Japan freezes Russian Sberbank and Alfa Bank assets in Ukraine

The Japanese government on Thursday froze the assets of Russia’s largest financial institution, Sberbank, and its largest private bank, Alfa Bank, as Japan steps up pressure against Moscow’s invasion of Ukraine.

In line with the United States and European countries, the measure will force Japanese companies to look for other ways to settle payments to continue doing business in Russia.

Additionally, Tokyo will prohibit Japanese individuals and companies from making new investments in Russia that would give them a stake of 10% or more. Loans with a repayment term of more than one year are also prohibited.

In 2021, Japan invested 61.2 billion yen ($470 million) in Russia, according to the Ministry of Finance. While the investment ban is expected to have an effect on new businesses in Russia, its impact on Japanese businesses is also inevitable.

Currently, Japanese companies operating in Russia are facing a difficult business environment due to logistics disruptions.

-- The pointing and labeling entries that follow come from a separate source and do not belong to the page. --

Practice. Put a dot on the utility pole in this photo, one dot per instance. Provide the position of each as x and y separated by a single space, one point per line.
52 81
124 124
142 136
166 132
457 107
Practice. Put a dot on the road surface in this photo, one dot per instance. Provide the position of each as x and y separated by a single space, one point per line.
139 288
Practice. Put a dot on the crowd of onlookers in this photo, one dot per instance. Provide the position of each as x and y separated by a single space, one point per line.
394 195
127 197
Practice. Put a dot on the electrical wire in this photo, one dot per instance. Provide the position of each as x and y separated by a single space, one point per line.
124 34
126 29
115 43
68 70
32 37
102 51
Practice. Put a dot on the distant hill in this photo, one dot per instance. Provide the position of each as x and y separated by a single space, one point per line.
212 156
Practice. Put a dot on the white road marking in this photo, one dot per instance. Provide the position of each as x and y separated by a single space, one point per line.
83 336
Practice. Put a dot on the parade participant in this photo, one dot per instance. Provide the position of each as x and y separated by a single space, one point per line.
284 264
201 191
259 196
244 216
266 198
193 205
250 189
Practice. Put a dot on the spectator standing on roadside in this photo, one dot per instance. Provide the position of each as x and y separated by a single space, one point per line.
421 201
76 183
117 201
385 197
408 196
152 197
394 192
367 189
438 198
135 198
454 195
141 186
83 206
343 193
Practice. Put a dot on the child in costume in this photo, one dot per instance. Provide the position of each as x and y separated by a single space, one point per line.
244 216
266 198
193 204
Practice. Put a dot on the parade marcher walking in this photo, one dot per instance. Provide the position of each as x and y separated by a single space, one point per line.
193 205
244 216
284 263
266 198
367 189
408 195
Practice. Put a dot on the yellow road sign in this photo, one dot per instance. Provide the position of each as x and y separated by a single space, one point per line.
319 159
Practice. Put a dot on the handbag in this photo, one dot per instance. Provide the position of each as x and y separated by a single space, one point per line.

They are expected to face an even more difficult situation if they are prevented from raising funds in Japan.

The Japanese government announced the sanctions plan on April 12 as Russia continued its aggression against Ukraine after launching a large-scale attack in late February.

Russia’s alleged killings of innocent civilians in areas near the capital kyiv have prompted Japan to further punish Moscow and target Russia’s energy sector, seen as a tough choice for a country that relies heavily on imports to meet its needs. national energy sources.

Japan has already implemented a number of sanctions against Russia, including freezing the assets of President Vladimir Putin and other officials.